Below are three of the most common and often most daunting challenges.
1. An Unwillingness to Conceptualise the Change as Starting Over
How much did you know about the military when you first joined? Maybe a few basic principles from books or from what friends and relatives told you, but not much else. Fully integrating took months of training and acclimatisation, and moving up the ranks took years. Every step of the process taught something new and helped you perfect your craft to where you could consider yourself an expert.
It is critical for veterans to understand that when they join the civilian workforce, they are, very often, taking a step back. Their obligations will be less demanding, and they will likely find themselves with less authority and responsibility.
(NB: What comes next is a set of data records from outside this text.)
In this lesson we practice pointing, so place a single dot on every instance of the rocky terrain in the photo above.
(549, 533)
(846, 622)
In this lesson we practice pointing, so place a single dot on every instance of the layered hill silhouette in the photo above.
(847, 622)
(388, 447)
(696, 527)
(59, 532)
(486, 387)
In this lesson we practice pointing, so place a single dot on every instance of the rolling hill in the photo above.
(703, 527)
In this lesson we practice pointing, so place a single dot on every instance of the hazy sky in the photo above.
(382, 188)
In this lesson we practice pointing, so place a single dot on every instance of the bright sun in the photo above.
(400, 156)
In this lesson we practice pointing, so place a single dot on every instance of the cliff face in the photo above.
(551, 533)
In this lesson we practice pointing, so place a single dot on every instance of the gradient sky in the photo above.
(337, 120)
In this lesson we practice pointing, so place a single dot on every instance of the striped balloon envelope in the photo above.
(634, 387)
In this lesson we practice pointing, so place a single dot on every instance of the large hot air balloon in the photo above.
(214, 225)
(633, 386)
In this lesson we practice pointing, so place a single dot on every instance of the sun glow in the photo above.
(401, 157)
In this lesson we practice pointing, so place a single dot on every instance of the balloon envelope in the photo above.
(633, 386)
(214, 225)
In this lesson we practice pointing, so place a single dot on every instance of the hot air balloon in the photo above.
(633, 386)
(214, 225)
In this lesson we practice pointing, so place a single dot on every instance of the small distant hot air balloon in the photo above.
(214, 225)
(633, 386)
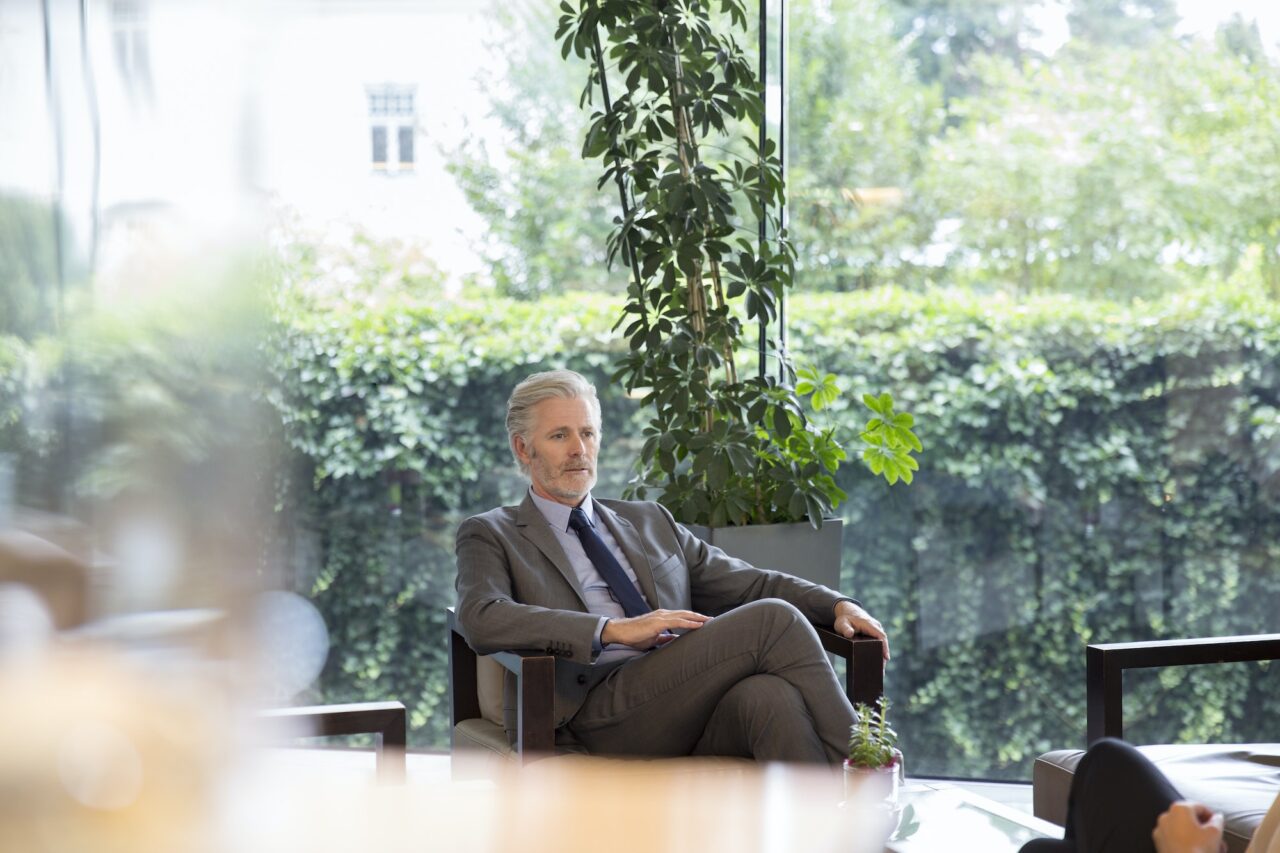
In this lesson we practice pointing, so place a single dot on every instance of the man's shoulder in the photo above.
(498, 516)
(635, 510)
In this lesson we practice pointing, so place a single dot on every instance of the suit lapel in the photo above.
(632, 546)
(533, 525)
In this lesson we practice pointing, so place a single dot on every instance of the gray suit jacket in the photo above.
(517, 589)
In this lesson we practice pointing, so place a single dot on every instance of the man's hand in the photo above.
(1189, 828)
(851, 619)
(652, 629)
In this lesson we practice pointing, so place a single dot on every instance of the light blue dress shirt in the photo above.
(599, 598)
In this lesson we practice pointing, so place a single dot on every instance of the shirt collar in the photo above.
(557, 514)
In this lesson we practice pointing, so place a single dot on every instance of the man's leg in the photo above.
(762, 717)
(664, 702)
(1116, 796)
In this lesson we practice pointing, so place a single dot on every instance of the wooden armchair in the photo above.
(1239, 780)
(387, 721)
(476, 693)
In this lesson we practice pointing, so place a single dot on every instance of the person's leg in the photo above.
(663, 702)
(1116, 796)
(762, 717)
(1047, 845)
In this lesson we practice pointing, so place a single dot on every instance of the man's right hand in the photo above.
(1189, 828)
(652, 629)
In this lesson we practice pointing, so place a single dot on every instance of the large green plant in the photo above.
(723, 448)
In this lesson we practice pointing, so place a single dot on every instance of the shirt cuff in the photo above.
(597, 647)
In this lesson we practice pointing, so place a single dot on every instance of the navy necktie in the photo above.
(603, 560)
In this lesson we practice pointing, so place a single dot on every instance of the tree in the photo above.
(547, 224)
(858, 124)
(1132, 23)
(947, 35)
(1111, 170)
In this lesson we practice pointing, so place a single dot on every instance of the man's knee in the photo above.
(762, 696)
(766, 610)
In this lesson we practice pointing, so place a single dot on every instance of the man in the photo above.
(667, 646)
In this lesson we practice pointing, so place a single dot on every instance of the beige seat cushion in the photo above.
(489, 679)
(1239, 780)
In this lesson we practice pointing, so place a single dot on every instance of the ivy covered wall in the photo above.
(1093, 473)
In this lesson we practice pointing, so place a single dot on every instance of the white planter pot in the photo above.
(872, 803)
(874, 787)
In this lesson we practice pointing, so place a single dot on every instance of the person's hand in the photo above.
(1189, 828)
(652, 629)
(851, 619)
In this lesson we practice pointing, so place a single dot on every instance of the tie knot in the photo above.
(577, 519)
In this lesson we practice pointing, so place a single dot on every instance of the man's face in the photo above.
(561, 450)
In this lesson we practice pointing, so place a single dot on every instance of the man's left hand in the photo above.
(851, 619)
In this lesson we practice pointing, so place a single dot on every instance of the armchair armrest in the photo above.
(387, 721)
(535, 690)
(864, 664)
(1106, 662)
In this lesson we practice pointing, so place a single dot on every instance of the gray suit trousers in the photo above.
(753, 683)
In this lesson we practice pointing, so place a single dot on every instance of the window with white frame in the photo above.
(392, 121)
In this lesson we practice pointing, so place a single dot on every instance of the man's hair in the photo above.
(535, 388)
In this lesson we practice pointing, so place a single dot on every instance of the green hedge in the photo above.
(1092, 473)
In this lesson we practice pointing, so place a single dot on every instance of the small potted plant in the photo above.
(873, 770)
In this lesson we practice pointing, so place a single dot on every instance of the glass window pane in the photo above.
(405, 138)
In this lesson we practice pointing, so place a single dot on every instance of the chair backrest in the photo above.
(490, 679)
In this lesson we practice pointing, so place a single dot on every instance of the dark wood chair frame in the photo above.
(387, 721)
(1106, 662)
(535, 683)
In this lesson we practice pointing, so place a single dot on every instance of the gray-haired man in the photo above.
(667, 646)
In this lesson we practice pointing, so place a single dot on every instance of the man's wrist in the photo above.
(598, 641)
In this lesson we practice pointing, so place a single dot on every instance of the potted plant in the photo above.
(725, 447)
(873, 769)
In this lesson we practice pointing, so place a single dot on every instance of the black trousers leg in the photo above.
(1116, 796)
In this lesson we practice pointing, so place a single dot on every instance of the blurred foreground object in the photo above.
(95, 756)
(568, 806)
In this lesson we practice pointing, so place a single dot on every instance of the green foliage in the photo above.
(720, 450)
(28, 265)
(1121, 22)
(858, 129)
(872, 743)
(1111, 172)
(545, 226)
(947, 36)
(13, 382)
(1096, 473)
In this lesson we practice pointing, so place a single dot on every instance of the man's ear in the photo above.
(517, 443)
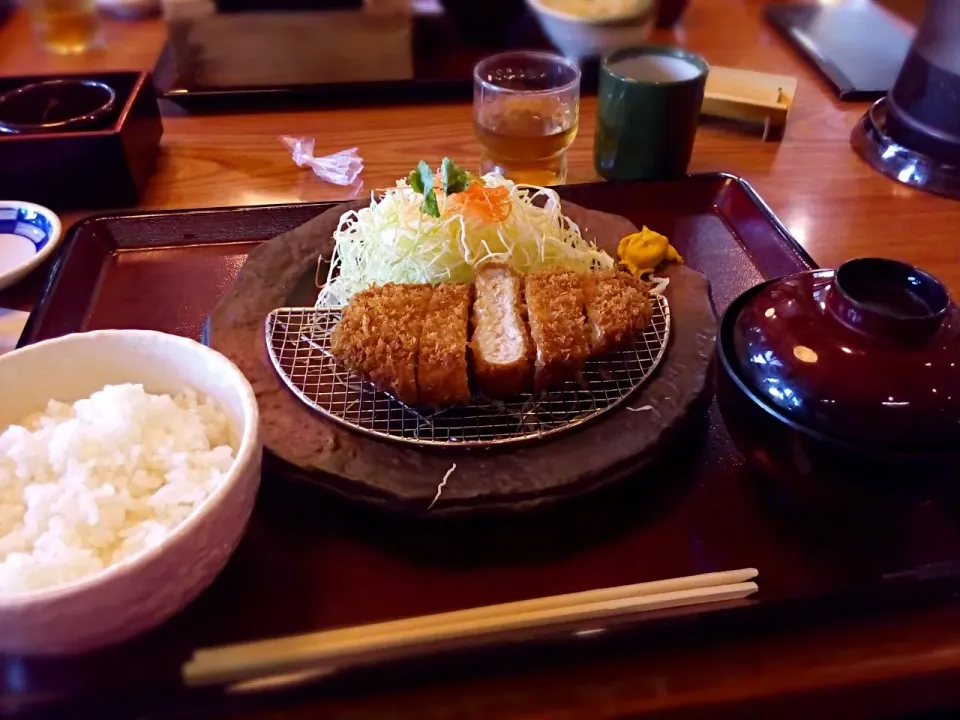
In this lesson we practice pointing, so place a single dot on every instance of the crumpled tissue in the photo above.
(341, 168)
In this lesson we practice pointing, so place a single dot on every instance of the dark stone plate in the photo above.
(306, 446)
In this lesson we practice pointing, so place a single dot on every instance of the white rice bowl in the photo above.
(85, 485)
(123, 498)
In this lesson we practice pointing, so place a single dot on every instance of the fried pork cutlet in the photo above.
(618, 309)
(500, 344)
(379, 335)
(555, 308)
(442, 361)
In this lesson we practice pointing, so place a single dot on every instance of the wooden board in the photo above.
(389, 475)
(216, 49)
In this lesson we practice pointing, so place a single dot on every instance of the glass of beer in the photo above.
(65, 27)
(526, 108)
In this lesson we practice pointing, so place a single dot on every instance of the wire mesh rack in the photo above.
(298, 342)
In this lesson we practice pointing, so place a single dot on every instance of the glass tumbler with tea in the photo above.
(65, 27)
(526, 108)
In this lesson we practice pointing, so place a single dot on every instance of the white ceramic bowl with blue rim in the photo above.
(29, 234)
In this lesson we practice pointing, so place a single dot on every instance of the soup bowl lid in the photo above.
(868, 353)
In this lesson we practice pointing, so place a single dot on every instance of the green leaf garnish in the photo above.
(414, 179)
(452, 178)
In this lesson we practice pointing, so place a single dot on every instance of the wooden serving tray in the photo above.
(311, 561)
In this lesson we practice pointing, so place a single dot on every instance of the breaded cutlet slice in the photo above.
(555, 309)
(500, 345)
(378, 336)
(618, 309)
(442, 362)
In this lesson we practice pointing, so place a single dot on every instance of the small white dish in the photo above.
(29, 234)
(580, 37)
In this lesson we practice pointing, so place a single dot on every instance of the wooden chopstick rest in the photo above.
(749, 96)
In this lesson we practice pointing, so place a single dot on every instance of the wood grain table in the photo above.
(834, 205)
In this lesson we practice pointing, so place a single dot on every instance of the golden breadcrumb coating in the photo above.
(555, 308)
(442, 362)
(379, 334)
(618, 309)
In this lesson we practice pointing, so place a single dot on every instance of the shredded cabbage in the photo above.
(392, 240)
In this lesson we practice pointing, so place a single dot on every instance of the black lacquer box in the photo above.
(105, 164)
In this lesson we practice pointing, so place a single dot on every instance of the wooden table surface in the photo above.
(834, 205)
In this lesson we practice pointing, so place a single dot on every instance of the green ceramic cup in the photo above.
(648, 107)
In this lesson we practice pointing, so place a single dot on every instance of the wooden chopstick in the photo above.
(416, 636)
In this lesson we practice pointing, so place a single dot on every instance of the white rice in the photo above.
(84, 486)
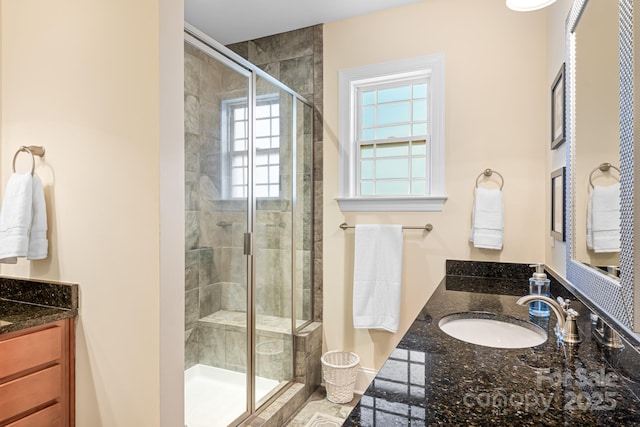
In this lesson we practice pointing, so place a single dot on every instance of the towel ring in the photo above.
(33, 150)
(487, 173)
(603, 167)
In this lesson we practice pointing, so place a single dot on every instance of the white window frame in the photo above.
(350, 79)
(228, 154)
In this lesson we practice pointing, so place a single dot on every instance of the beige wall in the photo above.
(496, 115)
(99, 84)
(555, 250)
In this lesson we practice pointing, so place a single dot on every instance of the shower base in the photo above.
(215, 397)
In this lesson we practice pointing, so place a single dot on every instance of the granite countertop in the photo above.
(27, 303)
(432, 378)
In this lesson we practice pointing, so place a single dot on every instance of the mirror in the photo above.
(599, 118)
(596, 194)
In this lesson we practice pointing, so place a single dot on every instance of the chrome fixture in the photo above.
(528, 5)
(566, 328)
(604, 333)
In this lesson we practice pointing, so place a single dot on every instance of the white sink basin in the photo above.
(492, 330)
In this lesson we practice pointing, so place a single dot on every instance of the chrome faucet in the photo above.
(566, 327)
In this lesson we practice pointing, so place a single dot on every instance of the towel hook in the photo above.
(487, 173)
(33, 150)
(603, 167)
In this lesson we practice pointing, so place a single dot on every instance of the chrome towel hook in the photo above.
(602, 167)
(487, 173)
(33, 150)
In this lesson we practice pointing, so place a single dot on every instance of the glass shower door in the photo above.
(218, 110)
(274, 198)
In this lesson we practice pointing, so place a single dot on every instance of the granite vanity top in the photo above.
(26, 303)
(432, 378)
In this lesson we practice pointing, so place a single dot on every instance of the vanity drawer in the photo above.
(28, 392)
(50, 416)
(30, 350)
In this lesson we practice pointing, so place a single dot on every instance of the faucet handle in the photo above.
(564, 303)
(572, 335)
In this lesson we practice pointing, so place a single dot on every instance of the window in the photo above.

Accepting this is critical to keeping a clear, realistic perspective.
2. Social Media and Networks
Scoffing at Myspace or Facebook was the thing to do back when the platforms first hit the scene, as it was not outrageous to assume they were passing fads. What began as a fun way to connect with others online has, over the past several years, become a ubiquitous cultural phenomenon that has thoroughly captured the workplace.
If you were born in the 1980s or after, regardless of whether you are a veteran, you are likely, at the very least, an advanced social media user. What you may not have, however, is a solid Linkedin profile with a large network. Many vets struggle with the fact that so much of finding work nowadays comes down to networking, and it takes time to build and cultivate.
3. Getting the Resume Right
How can you fit the breadth and depth of your professional and military experience onto a single piece of paper? The short answer is you don’t. The goal is to cherry-pick your military occupations and duties that are most relevant to the job you are going for. If you have previous civilian workforce experience to draw upon, include that too.
That means you may need to generate a number of resumes/CVs for various applications. A resume that clearly outlines what in your background is relevant to the open position will be more appealing to an employer than a laundry list of unrelated accomplishments. A lack of resume experience is easy to spot when someone uses the same resume and cover letter to apply for different positions, especially if they are in different industries.
It is hard to make universal statements about life post-military and the trials and tribulations of the labour market because different people have different experiences. There are some recurring issues that veterans encounter, however, and knowing what to expect prior to wading into the job search can mean the differences between perseverance and gainful employment and demoralisation.